A History Lover's Guide to Kansas City by Paul Kirkman

A History Lover's Guide to Kansas City by Paul Kirkman

Author:Paul Kirkman [Kirkman, Paul]
Language: eng
Format: epub
Tags: History, United States, State & Local, General
ISBN: 9781467144407
Google: EML4DwAAQBAJ
Publisher: Arcadia Publishing
Published: 2020-06-15T00:42:12+00:00


Battle of the Little Blue Civil War, marker placed by Civil War Round Table of Western Missouri. Courtesy of Paul Kirkman.

Colonel Alfred Pleasanton had been pursuing Price with a veteran cavalry force of over four thousand men. While Price’s forces pushed across the Big Blue River at Byram’s Ford, Pleasanton was driving his rearguard out of Independence. The citizens of Independence witnessed two fierce battles, with thousands of men, back-to-back in the streets of their town. The Confederate retreat and Pleasonton’s advance, which took place on the opposite ends of town, could be seen from the second floor of the Bingham-Waggoner Home.

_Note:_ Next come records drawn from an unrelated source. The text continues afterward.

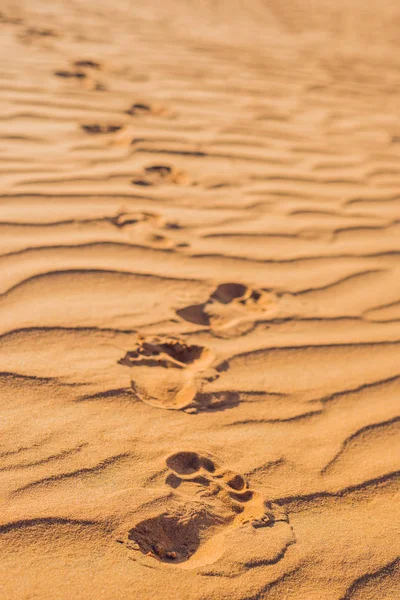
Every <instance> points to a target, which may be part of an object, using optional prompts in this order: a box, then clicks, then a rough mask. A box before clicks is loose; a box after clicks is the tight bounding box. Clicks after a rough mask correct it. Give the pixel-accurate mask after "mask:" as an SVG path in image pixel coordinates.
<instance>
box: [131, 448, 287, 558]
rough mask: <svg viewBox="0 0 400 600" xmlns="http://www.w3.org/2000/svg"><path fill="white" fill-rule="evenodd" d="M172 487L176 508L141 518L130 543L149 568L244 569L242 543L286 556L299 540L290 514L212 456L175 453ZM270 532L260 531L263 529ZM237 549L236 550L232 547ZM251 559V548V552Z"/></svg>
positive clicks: (172, 461)
mask: <svg viewBox="0 0 400 600" xmlns="http://www.w3.org/2000/svg"><path fill="white" fill-rule="evenodd" d="M166 464H167V467H168V470H169V473H168V475H167V478H166V484H167V485H169V486H170V487H171V488H172V489H173V490H174V491H173V499H172V501H171V504H172V505H171V508H170V509H169V510H168V511H165V512H162V513H158V514H148V515H146V516H145V518H139V519H138V521H137V523H136V524H135V525H134V526H133V527H131V528H130V529H129V531H128V534H127V536H126V539H125V541H124V542H123V543H125V545H126V547H127V548H128V549H129V550H132V551H134V555H133V558H135V559H136V560H140V561H142V562H144V563H145V564H148V566H150V565H153V566H155V565H156V564H157V562H158V563H161V564H163V565H166V564H167V565H168V564H169V565H174V566H177V567H180V568H184V569H192V568H204V567H206V566H208V565H210V564H212V563H215V562H216V561H220V560H221V565H220V566H219V568H222V569H223V568H224V567H225V568H228V569H231V570H232V567H234V568H235V569H239V570H240V568H241V567H243V566H244V565H243V563H242V564H241V561H242V559H241V546H242V543H245V544H246V543H248V541H249V540H250V541H251V542H250V543H251V544H253V545H255V547H254V549H253V550H250V555H251V554H256V555H258V553H259V552H260V548H263V545H265V546H266V547H267V549H265V550H264V549H263V550H261V552H264V554H263V556H264V557H267V558H266V561H267V562H268V556H269V555H271V562H277V561H278V560H279V557H283V556H284V553H285V550H286V548H287V547H288V546H289V545H291V544H292V543H293V542H294V536H293V532H292V529H291V527H290V525H289V522H288V517H287V515H286V514H285V512H284V510H283V509H282V508H281V507H280V506H278V505H275V504H273V503H270V502H268V501H267V500H266V499H265V498H264V496H263V495H262V494H261V493H259V492H257V491H255V490H252V489H250V488H249V486H248V483H247V482H246V480H245V479H244V477H242V475H240V474H238V473H235V472H233V471H229V470H225V469H222V468H221V467H220V466H219V465H218V464H217V463H216V462H215V461H214V460H213V458H212V457H211V456H207V455H205V454H200V453H198V452H193V451H182V452H177V453H175V454H172V455H170V456H169V457H168V458H167V460H166ZM261 528H262V529H264V530H265V531H264V532H259V531H258V530H259V529H261ZM232 545H233V547H232ZM246 552H247V554H246V560H247V561H248V557H249V554H248V549H247V550H246Z"/></svg>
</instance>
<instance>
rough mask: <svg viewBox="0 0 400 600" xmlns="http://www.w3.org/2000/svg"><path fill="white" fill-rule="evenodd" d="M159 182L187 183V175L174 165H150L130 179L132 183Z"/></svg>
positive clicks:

On the morning of October 23, 1864, Price entered the field with fewer than ten thousand men against a combined federal force of more than twenty thousand men. He had hoped to defeat Curtis—maybe turn north, toward Kansas City or Leavenworth—but he was checked on three sides. As he scrambled to move his wagons and cattle south, toward Military Road, Price left Major General John S. Marmaduke to defend the Confederates’ right flank, along the Big Blue River. He left Brigadier General Joseph O. Shelby to lead the attack on Curtis’s forces along Brush Creek. General Curtis watched the battle unfold from the roof of the Harris House in Westport (which survives today as the Harris-Kearney House Museum).

The union forces advanced and were repelled twice; they were forming for a third try when a local farmer showed them a path to flank the Confederate left, near the Bent-Ward Home. The plateau and fields south of Brush Creek became killing fields as Pleasanton clawed his way across the Big Blue River, the thirty Union cannons tore up the center of the Confederate lines and Curtis turned the Confederate left. The Confederates were outnumbered, outgunned and out of options. Shelby fought and regrouped; then he fought some more to give the rest of Price’s troops time to retreat, but the battle and the campaign were lost. The Confederates had been using the home of John Wornall as a hospital (also surviving as a museum today), but the Union troops took it over as they drove the Confederates out of town; they immediately used it for the same purpose.